The Eight Major Mistakes Employers Make When Workers’ Compensation Rates Go Down

Adapted from the article written by Robert W. Seltzer (President, The Seltzer Group) and Steven A. Stramara (Vice President, The Seltzer Group).


Workers’ Compensation is a core business practice and a means for improving the bottom line- not just a business necessity or commodity.

 These are 8 common mistakes employers should avoid to achieve long-term Workers’ Compensation savings: 

1. Confusing lower premium rates with cost reductions.

A reduction in rates does not always mean a reduction in costs. Each business’ experience modifier is specific to that business. The cost of insurance is based partially on the individual loss performance of an employer; therefore a reduction in rates will not always translate to a lower cost if the employer isn’t actively managing claims. 

2. Becoming Complacent.

With lower prices it’s easy to shift focus away from injury management and cost containment to other business matters. Increased attention to safety led to a decline in the number of workplace accidents, which resulted in a fewer claims and lower rates. Claim frequency is only part of the equation and employers need to understand what is impacting medical costs as well as the cost of indemnity. 

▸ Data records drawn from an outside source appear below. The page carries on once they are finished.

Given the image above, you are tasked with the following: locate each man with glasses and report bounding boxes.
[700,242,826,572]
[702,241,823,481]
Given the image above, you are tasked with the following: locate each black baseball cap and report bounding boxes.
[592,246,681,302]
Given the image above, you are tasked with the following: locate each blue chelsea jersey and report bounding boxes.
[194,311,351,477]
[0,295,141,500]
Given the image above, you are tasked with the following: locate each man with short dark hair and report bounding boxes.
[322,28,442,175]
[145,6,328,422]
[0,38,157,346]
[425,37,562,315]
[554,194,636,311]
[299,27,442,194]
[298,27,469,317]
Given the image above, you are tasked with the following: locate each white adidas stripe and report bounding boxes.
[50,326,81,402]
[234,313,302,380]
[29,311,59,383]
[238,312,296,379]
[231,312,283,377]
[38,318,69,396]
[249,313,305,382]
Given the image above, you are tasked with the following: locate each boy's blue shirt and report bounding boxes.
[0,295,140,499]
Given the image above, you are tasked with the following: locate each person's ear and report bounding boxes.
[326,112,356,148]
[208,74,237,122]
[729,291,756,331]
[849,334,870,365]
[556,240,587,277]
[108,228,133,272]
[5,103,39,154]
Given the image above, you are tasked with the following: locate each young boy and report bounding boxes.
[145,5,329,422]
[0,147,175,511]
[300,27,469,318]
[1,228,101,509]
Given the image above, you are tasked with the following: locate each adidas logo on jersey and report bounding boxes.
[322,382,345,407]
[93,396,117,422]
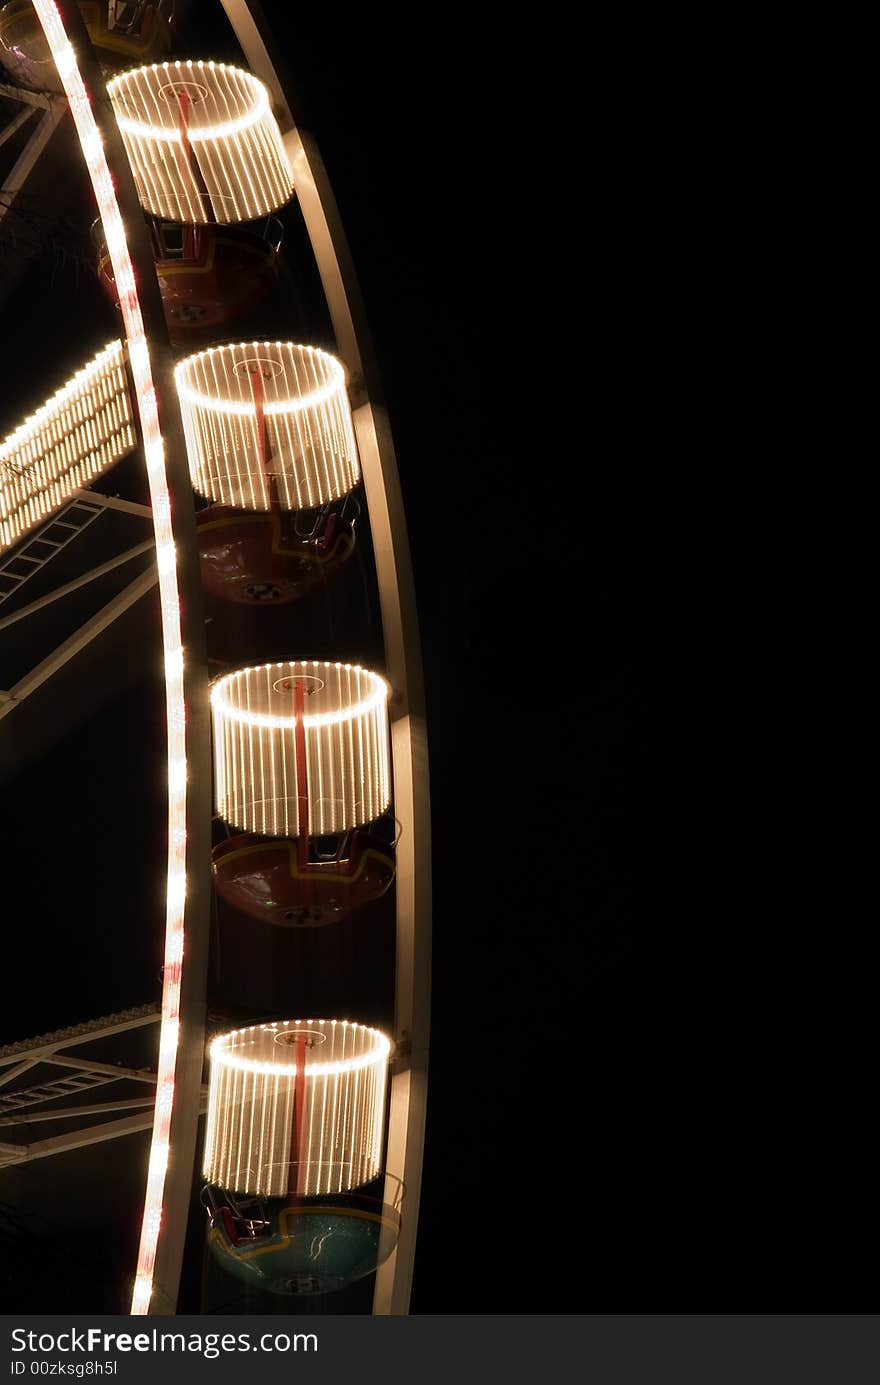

3. Focusing on direct cost only.

Employers tend to focus totally on the price of their premium- yet the direct cost of Workers’ Compensation often represents only 20-30% of the overall injury expenses. Indirect cost such as overtime, temporary labor, increased training, supervisor time, production delays, unhappy customers, increased stress and property or equipment damage can represent the other 70-80%. It’s important to keep in mind that both direct and  indirect injury costs will have a much greater impact on an employers’ overall cost than a rate decrease could balance out.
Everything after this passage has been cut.